William Jackson "Jack" Pitney (January 5, 1963 – August 26, 2010) was an American marketing executive with BMW as vice president of marketing, where he played a major role in convincing company leadership to go ahead with distribution of the MINI in the United States, despite concerns that car buyers there would not buy cars that small given the popularity of sport utility vehicles.

Pitney was born in 1963 in Stamford, Connecticut and earned his undergraduate degree from Occidental College, where he majored in political science. He worked in the public relations and advertising field, and was hired in 1988 by the GCI Group, where he worked on a 1990 advertising campaign for Infiniti. At Hill & Knowlton he worked on the Mazda Motor of America account and later was hired by Mazda as its manager of corporate communications.

Pitney was hired by BMW of North America in 1995 as head of corporate communications, where he developed advertising campaigns for its high-performance vehicles. BMW developed the Mini in 2001 as a successor to the original Mini, which enjoyed a cult following in the 1960s. BMW executives were reluctant to market the car in the United States, presuming that car buyers in that country would be unlikely to purchase a car so small given the widespread prevalence of SUVs. In 2001, Pitney was named as general manager for the Mini line.

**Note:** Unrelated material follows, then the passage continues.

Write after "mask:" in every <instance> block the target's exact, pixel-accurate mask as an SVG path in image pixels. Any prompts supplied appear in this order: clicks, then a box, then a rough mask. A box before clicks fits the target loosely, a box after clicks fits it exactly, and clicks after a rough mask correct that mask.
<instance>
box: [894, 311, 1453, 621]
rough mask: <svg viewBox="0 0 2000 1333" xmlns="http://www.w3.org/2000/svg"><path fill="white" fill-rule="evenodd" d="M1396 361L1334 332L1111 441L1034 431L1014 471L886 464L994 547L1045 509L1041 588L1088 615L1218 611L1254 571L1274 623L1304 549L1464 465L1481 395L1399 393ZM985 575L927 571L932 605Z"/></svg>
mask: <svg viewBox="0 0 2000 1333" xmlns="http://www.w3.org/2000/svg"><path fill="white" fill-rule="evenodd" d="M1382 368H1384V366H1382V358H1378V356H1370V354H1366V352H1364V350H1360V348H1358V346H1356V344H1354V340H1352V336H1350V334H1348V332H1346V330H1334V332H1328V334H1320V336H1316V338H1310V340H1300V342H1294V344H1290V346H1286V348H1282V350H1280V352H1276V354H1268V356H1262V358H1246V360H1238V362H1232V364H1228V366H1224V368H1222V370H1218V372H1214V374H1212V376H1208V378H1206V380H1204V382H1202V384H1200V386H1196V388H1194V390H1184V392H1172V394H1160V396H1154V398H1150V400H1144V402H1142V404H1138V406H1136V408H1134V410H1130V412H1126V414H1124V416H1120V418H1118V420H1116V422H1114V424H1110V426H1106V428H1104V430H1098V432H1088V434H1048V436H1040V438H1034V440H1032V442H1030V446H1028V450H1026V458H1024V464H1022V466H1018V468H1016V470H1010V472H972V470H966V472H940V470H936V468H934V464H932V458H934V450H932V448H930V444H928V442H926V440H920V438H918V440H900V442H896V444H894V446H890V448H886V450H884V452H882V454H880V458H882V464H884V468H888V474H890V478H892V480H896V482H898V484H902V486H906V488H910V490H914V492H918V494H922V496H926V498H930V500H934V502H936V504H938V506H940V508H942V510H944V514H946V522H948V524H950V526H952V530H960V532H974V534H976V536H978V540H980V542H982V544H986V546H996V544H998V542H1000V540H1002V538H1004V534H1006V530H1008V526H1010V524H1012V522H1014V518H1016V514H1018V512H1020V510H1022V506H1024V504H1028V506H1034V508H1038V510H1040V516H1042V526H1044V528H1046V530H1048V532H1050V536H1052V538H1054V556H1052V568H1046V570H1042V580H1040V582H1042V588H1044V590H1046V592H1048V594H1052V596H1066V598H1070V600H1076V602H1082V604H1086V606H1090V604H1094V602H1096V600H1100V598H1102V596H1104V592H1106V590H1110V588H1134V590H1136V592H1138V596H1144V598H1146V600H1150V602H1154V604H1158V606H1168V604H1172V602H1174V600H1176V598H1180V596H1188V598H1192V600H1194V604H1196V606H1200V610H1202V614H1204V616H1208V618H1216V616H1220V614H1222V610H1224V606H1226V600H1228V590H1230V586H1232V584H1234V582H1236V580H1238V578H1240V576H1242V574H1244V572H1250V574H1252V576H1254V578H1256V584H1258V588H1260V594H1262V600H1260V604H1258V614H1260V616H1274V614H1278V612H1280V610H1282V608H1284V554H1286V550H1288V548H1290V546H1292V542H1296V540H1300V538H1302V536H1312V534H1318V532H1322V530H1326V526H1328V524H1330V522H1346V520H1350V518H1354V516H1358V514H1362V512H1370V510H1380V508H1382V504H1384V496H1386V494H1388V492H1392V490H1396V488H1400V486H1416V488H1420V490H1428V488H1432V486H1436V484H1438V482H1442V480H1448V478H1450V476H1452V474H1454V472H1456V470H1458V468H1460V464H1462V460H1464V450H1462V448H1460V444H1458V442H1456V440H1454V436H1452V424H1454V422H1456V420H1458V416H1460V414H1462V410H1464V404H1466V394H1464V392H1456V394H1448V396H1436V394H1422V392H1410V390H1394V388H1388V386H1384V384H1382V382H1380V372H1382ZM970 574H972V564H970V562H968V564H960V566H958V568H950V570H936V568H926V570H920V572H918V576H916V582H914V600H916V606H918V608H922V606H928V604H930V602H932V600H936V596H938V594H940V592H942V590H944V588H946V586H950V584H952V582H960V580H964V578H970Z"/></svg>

The company agreed to market the car in the U.S. with very low expectations, but Pitney developed a marketing campaign together with Crispin Porter + Bogusky that used viral marketing on the web and featured billboards promoting the car under the catchphrases "The SUV Backlash Officially Starts Now" and "0% Body Fat". By the March 2002 American launch date for the Mini, 53% of people were aware of the brand and 50,000 people had expressed potential interest on the company's website in buying the car.

The Mini was positioned at a higher price than many comparably sized vehicles, but was promoted as a car that could be accessorized by its owners. Recognized as one of the few car division heads to come from the advertising side of the business Automotive News selected Pitney as one of its two Marketers of the Year in January 2003. Annual sales reached 30,000, exceeding initial projections by 50%. The success of the MINI earned Pitney a promotion to Vice President of Marketing, where he was responsible for multiple launches including the new BMW 1 Series, the BMW X6, the BMW 7 Series, the BMW Z4, BMW diesel engines, and the BMW 5 Series.

As of September 1, 2010, he was supposed to assume the post of Vice President of BMW's Eastern region, where he would have overseen the 93 dealerships on the East Coast of the United States, including the many centered in the New York metropolitan area.

==Death==
A resident of Ridgewood, New Jersey, Pitney died at age 47 on August 26, 2010, when the tractor he was riding while on vacation at his farm in Durham, New York overturned on him while pulling out a tree stump. He was found by officers of the Greene County, New York Sheriff's Department trapped underneath the tractor and was pronounced dead at the scene. He was survived by his wife and five children.